Biogenesis, assembly and trafficking of acetylcholinesterase

Abstract

Acetylcholinesterase (AChE) is expressed as several homomeric and heterooligomeric forms in a wide variety of tissues such as neurons in the central and peripheral nervous systems and their targets including skeletal muscle, endocrine and exocrine glands. In addition, glycolipid-anchored forms are expressed in erythropoietic and lymphopoietic cells. While transcriptional and post-transcriptional regulation is important for determining which AChE oligomeric forms are expressed in a given tissue, translational and post-translational regulatory mechanisms at the level of protein folding, assembly and sorting play equally important roles in assuring that the AChE molecules reach their intended sites on the cell surface in the appropriate numbers. This brief review will focus on the latter events in the cell with the goal of providing novel therapeutic interventional strategies for the treatment of organophosphate and carbamate pesticide and nerve agent exposure. This is an article for the special issue XVth International Symposium on Cholinergic Mechanisms.

Keywords: PRAD-KDEL peptides; XVth International Symposium on Cholinergic Mechanisms; acetylcholine esterase; cholinergic mechanisms.

Figure 1

Major events in the life cycle of acetylcholinesterase

Figure 2. Thermal inactivation of mouse AChE at 45°C and stabilization by the PRiMA subunit

A) COS cells were transfected with a plasmid encoding mouse AChE or co-transfected with a second plasmid encoding the mouse transmembrane anchor PRiMA at a 4:1 ratio to induce formation of the membrane-bound tetrameric enzyme. Three days later the cells were extracted and the cell supernatants divided into three equal aliquots; the first remained on ice and the next two were incubated at 45°C for three or fifteen minutes, then rapidly cooled on ice. The AChE oligomeric forms were then analyzed by velocity sedimentation on sucrose gradients and assay of enzyme activity using the Ellman assay. G4, AChE tetramers anchored by the PRiMA subunit; G1/G2, AChE monomers and dimers; Agg, an aggregate of dimers that forms from the mouse AChE subunits originally described by Massoulié and colleagues. When heated there is a rapid inactivation of the unstable monomeric and dimeric forms, whereas the PRiMA-induced tetrameric forms is relatively stable at this temperature. B) The areas under each of the curves illustrated in Figure 2A expressed as percent total at time 0 are plotted versus time to show the kinetics of thermal inactivation of the monomeric and dimeric AChE forms versus the tetrameric AChE assembled with the membrane anchor PRiMA.
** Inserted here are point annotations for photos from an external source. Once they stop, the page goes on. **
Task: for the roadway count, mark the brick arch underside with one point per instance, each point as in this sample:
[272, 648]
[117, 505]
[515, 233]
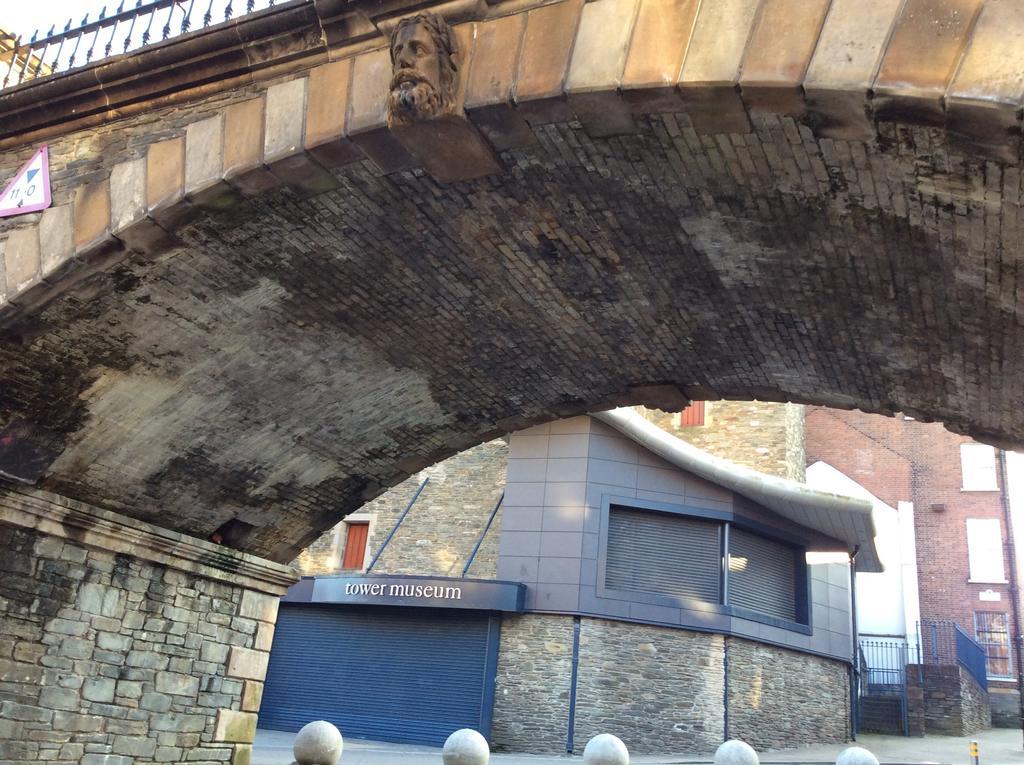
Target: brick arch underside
[296, 354]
Figure 3. Overexpression ColQ or PDI enhance active AChE expression and assembly of oligomeric forms in avian skeletal muscle

A) Overexpression of the non-catalytic collagen tail subunit ColQ, chicken PDI, or both in quail muscle cells in culture. Plasmids expressing each of the proteins were transfected into myoblasts and allowed to fuse and differentiate into myotubes. A12, A8 and A4, collagen-tailed AChE associated with three, two or one tetramer. G1–G4, globular AChE monomers, dimers and tetramers. B) Total AChE activity expressed after transfection with each or both of the additional proteins. There is an additional synergistic effect of expressing both the non-catalytic subunits together with a molecular chaperone. Each bar is the mean ± SEM of three gradients like those shown in A). This research was originally published in the Journal of Biological Chemistry. Ruiz CA, Rotundo RL. Dissociation of transcription, translation, and assembly of collagen-tailed acetylcholinesterase in skeletal muscle. J Biol Chem. (2009) 284:21488–21495. © the American Society for Biochemistry and Molecular Biology.”

Figure 4. Model illustrating the steps involved in assembling the higher order AChE oligomeric forms

Nascent AChE polypeptides are assisted in their folding through the aid of chaperones leading to the formation of partially folded unstable intermediates, some with catalytic activity. These are then further assembled into higher order forms such as the collagen-tailed form or the PRiMA-linked tetramers, or the glycolipid-anchored AChE dimers. MG, molten globule; G1 globular monomer; G2, globular dimer; G4, globular tetramer; NCS, non-catalytic subunit. ECM, extracellular matrix.